The expectation of wording in the space above a poem is largely a development of printing. In the earliest European manuscripts, where poems were copied onto scrolls, longer ones were identified by some sort of name or label, usually given after the poem as a practical signal to the reader that the scroll had been unwound as far as the end of the poem. If any wording appeared before the poem, it most often consisted of incipit, “here beginneth,” followed by the opening phrase. The habit of identifying the work at its close was carried over, when it was no longer a physical necessity, to manuscripts in page form, and then even to some early printed books (often made to resemble manuscripts as closely as possible). At the same time titles, even for shorter poems, began to be placed more regularly above the text, although not with reliable consistency (except in some volumes prepared with special attention) until late in the seventeenth century. This shift in typography was at once cause and effect of profound changes in cultural attitudes toward the making and corresponding changes in the responses of readers to them.

What originated out of practicality is now what I consider an invaluable tool for the poet.

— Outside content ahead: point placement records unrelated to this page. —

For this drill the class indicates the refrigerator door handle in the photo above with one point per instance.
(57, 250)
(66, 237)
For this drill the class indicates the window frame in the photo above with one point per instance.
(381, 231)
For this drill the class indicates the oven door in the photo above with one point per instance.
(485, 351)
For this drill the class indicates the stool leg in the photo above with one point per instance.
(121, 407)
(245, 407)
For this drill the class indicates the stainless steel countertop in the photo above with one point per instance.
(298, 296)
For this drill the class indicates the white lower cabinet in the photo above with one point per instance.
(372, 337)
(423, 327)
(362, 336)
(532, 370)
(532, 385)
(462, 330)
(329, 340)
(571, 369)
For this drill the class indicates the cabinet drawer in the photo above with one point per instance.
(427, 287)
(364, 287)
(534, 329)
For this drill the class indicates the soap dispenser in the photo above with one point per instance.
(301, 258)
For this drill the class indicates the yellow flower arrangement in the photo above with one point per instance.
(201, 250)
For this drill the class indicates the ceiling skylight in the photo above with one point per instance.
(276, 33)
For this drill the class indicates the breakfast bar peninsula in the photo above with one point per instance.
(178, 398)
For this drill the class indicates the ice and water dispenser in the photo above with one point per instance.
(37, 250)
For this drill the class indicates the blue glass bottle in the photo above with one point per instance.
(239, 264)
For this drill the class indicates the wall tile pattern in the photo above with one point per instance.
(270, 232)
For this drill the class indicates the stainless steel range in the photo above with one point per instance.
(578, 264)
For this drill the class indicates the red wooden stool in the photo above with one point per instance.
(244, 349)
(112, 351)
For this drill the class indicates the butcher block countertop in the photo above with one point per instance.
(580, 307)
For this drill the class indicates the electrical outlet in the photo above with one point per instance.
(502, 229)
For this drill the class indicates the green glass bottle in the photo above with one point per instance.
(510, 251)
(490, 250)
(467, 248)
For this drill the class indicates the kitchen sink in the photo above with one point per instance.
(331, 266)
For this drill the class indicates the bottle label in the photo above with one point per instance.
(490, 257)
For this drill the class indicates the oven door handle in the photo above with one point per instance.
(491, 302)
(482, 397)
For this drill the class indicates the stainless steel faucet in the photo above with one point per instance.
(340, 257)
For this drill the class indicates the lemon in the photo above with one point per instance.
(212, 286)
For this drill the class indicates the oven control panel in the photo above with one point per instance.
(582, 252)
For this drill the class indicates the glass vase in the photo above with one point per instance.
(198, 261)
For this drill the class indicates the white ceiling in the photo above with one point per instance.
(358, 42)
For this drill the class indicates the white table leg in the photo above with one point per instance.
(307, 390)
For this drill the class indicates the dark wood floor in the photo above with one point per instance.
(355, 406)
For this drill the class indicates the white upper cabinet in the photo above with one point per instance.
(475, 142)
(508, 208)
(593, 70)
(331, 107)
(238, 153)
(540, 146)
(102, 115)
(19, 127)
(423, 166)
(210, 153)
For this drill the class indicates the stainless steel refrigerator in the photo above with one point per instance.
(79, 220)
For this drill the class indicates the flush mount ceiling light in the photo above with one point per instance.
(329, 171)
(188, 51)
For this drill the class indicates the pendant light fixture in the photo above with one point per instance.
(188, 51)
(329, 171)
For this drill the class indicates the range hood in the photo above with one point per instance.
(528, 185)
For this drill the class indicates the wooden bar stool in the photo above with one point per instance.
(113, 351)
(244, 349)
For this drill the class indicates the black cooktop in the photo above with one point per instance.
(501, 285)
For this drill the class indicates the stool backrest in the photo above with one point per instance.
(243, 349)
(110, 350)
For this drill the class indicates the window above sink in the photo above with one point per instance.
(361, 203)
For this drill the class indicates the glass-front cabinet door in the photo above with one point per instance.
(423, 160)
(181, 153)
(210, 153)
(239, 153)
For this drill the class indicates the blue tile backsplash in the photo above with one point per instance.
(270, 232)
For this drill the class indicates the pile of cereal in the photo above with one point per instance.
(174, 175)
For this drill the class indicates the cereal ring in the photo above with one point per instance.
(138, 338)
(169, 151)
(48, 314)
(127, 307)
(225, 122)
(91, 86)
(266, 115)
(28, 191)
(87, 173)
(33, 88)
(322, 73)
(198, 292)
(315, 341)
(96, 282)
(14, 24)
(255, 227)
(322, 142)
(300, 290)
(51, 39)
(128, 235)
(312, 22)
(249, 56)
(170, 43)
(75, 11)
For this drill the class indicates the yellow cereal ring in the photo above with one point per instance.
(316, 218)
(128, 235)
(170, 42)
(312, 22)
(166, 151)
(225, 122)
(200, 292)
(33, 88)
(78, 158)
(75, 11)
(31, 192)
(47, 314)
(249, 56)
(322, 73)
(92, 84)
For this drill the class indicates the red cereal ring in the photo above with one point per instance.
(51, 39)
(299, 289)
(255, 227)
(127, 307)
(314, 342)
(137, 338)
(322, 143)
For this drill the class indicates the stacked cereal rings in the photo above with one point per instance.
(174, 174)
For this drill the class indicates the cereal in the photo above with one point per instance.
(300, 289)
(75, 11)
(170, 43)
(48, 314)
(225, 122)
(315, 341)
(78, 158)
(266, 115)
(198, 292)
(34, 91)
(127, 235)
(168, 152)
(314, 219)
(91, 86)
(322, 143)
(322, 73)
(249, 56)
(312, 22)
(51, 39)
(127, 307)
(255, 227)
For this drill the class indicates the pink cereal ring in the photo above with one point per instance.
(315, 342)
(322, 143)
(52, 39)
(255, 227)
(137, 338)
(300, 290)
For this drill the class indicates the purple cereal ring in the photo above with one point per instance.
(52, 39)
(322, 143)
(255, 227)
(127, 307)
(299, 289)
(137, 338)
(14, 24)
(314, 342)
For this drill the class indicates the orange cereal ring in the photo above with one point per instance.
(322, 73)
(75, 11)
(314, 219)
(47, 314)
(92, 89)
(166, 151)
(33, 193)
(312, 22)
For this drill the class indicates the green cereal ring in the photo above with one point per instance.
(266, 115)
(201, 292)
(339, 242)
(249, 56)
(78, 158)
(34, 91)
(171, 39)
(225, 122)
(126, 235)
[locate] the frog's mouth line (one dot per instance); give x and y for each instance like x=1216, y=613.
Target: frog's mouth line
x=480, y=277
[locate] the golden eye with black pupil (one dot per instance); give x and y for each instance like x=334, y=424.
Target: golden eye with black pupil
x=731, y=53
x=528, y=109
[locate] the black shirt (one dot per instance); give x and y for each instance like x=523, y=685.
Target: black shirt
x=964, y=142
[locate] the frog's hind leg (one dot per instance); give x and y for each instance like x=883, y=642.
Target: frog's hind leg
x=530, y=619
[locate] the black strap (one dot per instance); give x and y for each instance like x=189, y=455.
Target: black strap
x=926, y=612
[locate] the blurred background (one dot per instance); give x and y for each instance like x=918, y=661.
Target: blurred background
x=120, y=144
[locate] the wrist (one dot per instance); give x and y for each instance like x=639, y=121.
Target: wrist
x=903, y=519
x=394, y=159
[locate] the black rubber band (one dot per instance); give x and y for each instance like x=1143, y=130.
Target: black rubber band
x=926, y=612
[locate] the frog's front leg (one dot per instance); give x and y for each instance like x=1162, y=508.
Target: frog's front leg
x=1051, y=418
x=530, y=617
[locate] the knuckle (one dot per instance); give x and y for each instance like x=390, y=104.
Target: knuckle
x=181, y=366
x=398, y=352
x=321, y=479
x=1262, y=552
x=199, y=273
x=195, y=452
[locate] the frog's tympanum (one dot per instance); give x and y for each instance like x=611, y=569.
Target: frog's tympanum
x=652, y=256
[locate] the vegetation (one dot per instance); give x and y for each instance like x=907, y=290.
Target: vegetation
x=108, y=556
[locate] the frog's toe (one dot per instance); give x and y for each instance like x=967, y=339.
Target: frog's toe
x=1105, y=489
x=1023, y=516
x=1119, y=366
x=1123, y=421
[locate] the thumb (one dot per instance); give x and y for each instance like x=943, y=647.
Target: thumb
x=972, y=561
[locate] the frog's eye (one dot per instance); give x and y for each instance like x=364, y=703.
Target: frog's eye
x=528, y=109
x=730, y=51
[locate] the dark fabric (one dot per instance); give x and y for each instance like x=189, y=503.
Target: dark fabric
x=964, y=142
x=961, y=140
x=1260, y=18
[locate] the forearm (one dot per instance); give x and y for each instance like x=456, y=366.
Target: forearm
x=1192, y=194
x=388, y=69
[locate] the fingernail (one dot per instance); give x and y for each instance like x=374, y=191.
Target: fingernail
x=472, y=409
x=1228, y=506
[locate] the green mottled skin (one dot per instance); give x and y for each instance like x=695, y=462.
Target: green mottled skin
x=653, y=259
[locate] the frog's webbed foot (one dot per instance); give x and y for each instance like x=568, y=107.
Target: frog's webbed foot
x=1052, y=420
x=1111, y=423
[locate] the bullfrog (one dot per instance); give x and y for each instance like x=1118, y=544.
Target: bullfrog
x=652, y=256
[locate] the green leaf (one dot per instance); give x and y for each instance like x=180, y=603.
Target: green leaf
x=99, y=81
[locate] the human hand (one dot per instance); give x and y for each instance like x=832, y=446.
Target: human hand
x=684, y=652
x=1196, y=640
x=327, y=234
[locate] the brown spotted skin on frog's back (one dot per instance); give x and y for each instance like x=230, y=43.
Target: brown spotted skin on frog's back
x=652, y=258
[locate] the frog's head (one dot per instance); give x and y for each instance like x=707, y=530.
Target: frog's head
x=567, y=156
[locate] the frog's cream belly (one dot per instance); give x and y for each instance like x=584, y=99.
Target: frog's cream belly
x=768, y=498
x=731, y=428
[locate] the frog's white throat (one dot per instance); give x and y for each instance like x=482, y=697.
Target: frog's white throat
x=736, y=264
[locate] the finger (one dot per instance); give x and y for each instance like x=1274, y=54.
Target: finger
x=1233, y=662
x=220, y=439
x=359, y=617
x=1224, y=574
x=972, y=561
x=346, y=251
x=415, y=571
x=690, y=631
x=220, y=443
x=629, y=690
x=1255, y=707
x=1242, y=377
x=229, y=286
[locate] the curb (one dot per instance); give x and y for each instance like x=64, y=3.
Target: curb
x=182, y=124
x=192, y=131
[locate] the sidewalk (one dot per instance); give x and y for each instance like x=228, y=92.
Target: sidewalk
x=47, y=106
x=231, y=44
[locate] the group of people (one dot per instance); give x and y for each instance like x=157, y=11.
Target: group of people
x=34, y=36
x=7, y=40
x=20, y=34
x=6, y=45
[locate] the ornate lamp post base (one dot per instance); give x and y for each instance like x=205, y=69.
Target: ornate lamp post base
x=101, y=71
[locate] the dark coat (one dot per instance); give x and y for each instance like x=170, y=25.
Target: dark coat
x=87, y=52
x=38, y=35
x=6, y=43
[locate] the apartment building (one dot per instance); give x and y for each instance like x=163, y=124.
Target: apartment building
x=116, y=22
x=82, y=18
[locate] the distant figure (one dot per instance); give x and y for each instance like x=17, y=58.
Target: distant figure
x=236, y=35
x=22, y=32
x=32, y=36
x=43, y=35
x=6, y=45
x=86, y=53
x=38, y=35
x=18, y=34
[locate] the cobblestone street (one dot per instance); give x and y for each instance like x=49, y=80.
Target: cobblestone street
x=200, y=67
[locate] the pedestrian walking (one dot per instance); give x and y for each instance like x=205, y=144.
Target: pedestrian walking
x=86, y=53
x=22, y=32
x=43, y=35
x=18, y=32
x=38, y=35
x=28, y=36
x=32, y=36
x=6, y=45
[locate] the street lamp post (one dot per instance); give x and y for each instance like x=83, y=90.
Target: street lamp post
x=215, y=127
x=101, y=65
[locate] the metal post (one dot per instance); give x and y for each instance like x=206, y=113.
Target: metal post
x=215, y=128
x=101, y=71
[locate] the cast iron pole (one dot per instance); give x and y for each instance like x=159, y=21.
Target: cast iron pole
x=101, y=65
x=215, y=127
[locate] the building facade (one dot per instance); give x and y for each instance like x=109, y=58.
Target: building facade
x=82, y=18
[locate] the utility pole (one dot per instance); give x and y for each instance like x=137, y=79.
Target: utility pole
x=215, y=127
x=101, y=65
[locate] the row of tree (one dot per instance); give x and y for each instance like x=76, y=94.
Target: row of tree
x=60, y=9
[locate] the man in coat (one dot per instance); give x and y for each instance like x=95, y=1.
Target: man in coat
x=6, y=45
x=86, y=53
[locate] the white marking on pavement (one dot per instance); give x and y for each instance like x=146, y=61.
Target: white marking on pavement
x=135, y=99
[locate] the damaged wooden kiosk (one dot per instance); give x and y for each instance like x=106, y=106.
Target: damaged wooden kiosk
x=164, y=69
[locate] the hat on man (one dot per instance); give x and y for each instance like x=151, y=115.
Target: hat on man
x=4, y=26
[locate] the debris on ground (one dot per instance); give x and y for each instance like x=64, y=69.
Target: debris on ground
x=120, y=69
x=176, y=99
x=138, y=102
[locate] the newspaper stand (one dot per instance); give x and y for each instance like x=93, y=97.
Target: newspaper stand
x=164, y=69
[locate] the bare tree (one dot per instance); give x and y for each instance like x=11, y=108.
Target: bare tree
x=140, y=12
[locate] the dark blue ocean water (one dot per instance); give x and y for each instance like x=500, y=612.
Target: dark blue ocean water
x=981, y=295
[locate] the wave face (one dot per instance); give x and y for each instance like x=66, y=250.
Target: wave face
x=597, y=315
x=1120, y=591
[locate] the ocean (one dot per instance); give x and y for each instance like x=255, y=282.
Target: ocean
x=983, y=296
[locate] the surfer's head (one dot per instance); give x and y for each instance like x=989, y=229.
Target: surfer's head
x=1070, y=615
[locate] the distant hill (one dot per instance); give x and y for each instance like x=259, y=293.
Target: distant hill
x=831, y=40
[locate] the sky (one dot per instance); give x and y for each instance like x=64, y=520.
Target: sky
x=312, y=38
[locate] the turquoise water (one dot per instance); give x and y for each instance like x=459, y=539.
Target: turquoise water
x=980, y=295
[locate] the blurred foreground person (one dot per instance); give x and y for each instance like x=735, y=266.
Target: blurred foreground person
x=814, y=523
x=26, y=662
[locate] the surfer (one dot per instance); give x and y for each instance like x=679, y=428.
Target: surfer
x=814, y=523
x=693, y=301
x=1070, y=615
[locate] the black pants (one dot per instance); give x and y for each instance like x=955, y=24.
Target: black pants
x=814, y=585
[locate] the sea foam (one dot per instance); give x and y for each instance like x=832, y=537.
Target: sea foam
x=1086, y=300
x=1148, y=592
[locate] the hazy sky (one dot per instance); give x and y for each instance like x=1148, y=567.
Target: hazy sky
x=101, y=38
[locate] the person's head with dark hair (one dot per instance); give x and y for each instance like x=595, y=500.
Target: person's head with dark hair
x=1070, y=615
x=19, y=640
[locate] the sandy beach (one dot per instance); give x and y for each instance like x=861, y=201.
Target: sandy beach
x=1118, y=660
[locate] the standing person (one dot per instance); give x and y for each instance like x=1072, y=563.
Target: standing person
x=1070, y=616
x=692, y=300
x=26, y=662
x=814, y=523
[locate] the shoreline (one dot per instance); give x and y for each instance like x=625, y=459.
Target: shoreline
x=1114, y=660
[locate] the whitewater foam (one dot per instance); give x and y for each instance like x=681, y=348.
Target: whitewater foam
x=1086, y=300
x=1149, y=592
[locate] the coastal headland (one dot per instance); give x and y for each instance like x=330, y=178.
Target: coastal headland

A title can set the tone, set the scene, add layers of meaning. A title can indicate that a poem is one of a series, like Carol Frost’s Apiary poems, which enriches the poem by association. Even a title that’s the first line of a poem, like the one by Helen Farish below, has a use, changes the flow, the intonation I use reading the poem aloud.

I think an untitled poem is a lost opportunity, and in fact, if I’m having difficulty titling a poem, it usually means for me that the poem requires more revision. It’s not about the poet’s intention, because I think intention is a provisional thing that shifts during the writing, but an understanding of where the poem has ended up. If you don’t have that, then the poem’s incomplete.

*It came, it came, hooray!!

From Helen Farish’s collection, Intimates (Jonathan Cape, 2005):

Let Me Tell You

about the emptinesses,
life punctuated
so rarely by an event:

that until you stop
looking through them,
even what you have

will fall away
like the sound a crow makes,
pure winter.

–Helen Farish

2 responses to “On Titling a Poem.”

  1. When I was in college, I used to title my papers by the name of whatever I was writing about. “The Faerie Queene, Book IV” is one example of my stunning lack of imagination. And then one day a professor told me that before I went any further down this sorry road, I’d better look at the table of contents to The Palm at the End of the Mind, the Wallace Stevens collection we were reading. I mean, really, how could I not try harder in the face of all that vigorous titling? I am still terrible at titles, but at least I try harder now.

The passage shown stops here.